次に、カメラマンさんのセット構築とライティングデザインについてお話しします。室内の光線はコントロールが極めて難しく、特に和風の提灯の暖色光と白の和傘の反射光を総合的に活かすのは至難の業です。完成した写真を見ると、単一光源からのサイド逆光であれ、正面からの補助光であれ、衣装の生地やレースのレイヤー感が綺麗に残されているのが分かります。カメラマンさんはさらに、手前に桜を配置した前ボケ(虚実結合)の構図を多用し、もともと平面的だった室内空間に奥行きを持たせ、作品全体をまるで少し古風な映画のワンシーンのように仕上げてくれました。また、一部のアングルでは俯瞰の構図を採用しており、例えば私たちが頭を寄せ合ってレンズに向き合っている一枚は、思いがけない親密さを醸し出しつつ、髪飾りや髪の毛の細かなテクスチャまで美しく見せてくれます。2人の分割パネル(拼接図)で表現された表裏の空間も非常にクリエイティブで、後ろ姿と振り返る瞬間をリンクさせることで、画面に緊張と緩和の心地よいリズムを与えていました。
撮影中、私と軒叉子ちゃんのリズムのすり合わせ(默契度)も非常にスムーズでした。無理に「親密」なポーズを決めるのではなく、自然な小さなインタラクションを通じて空気を伝えました。例えば、2人でローテーブルの傍らに寄り添い、テーブルの上の海鲜や寿司を見つめたり、私が白い生地を持ち上げて彼女が赤糸を指先でつまみ、視線が自然に交わる瞬間だったり、さらには頬を寄せ合う(捧脸贴贴)といった親しげな動作を加えることで、主人公グループの「日常的で温かみのある」基调をしっかりと表現できました。私たちはあえて張力の強いドラマチックな展開を表現しようとするのではなく、情緒の流れに重点を置くことで、この写真の束がまるで幻想郷で2人が同じ部屋で過ごすひとときの休息のように見せました。

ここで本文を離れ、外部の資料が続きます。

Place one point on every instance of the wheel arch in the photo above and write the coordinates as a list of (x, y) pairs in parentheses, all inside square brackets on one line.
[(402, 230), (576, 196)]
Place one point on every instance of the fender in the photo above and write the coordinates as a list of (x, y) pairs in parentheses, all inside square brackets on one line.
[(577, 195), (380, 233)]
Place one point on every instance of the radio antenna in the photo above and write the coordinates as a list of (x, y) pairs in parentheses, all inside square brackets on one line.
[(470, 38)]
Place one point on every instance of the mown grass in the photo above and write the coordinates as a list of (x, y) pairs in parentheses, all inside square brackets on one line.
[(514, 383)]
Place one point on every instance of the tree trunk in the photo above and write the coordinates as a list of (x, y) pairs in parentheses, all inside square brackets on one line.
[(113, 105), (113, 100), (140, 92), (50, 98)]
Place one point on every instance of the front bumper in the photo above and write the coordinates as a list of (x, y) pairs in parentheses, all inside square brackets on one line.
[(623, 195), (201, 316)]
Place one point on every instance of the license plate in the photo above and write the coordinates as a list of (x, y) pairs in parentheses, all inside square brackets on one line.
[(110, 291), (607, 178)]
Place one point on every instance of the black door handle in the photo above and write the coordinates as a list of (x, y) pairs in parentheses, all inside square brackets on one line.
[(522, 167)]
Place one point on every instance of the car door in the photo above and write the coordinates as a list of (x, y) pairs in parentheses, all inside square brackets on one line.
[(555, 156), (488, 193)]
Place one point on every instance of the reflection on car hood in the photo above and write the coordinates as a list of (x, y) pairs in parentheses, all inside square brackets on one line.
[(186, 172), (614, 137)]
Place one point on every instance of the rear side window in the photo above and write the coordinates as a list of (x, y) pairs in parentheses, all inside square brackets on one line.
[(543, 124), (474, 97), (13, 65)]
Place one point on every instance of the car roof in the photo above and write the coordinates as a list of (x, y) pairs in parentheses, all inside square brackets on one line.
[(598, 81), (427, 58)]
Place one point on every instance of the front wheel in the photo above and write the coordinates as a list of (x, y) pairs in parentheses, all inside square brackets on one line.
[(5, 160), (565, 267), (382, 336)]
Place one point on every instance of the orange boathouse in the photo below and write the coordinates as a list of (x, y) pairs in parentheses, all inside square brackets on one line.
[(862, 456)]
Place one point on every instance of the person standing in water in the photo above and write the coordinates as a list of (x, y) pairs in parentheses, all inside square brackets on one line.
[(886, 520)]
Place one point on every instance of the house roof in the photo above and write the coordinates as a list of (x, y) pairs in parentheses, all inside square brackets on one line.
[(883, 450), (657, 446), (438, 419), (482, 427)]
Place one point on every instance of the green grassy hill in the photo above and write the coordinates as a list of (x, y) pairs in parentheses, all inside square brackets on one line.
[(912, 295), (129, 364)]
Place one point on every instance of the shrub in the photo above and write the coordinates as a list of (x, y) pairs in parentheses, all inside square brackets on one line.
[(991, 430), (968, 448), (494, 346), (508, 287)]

カバー写真(封面図)の選択については、構図と視覚的な焦点を優先的に考慮しました。カバーにしたこの正面の膝立ち(跪姿)の写真は、赤白の巫女服和白いロングソックスをとても綺麗に見せており、全体的な配置が中央寄りで、雑然としたエッジの邪魔がありません。手元から垂れ下がる赤糸が視覚的な誘導線を形成しており、静止した写真でありながらも、この一本の糸のおかげでまるで動的な感覚が生まれています。写真が私たちが最初に設定した花落離別の情緒によりマッチするよう、メイクやヘアスタイルは比較的優しくしなやかに仕上げ、過度にシャープだったり誇張されたりしたステージメイク(舞台妆)感は避けました。レタッチ(後期の色调)では暖色光のトーンをメインにし、シャドウ部をわずかに暗く処理することで、この室内の和風の静けさをより一層濃厚に引き立てました。
やはり毎回東方Projectのキャラクターを演じるたびに、強い帰属感を覚えます。キャラクターの設定自体が非常にクラシックで、衣装のカラーコーディネートであれ小道具の特徴であれ、極めて高い認知度(辨识度)を持っているからです。今回の軒叉子ちゃんとのコラボレーションも非常に楽しかったです。多くを語らずとも、一つの視線でお互いが次にどちらの方向へ呼吸を合わせればいいのかが分かりました。小道具の準備は大変で、メイクやヘアセットも煩雑でしたが、最終的に仕上がった写真を見た瞬間、それらの苦労がすべて報われたと感じました。皆さんがこれらの写真から、私たちの伝えたかった幻想郷の空気感とキャラクターの魅力を感じ取ってくださることを願っています。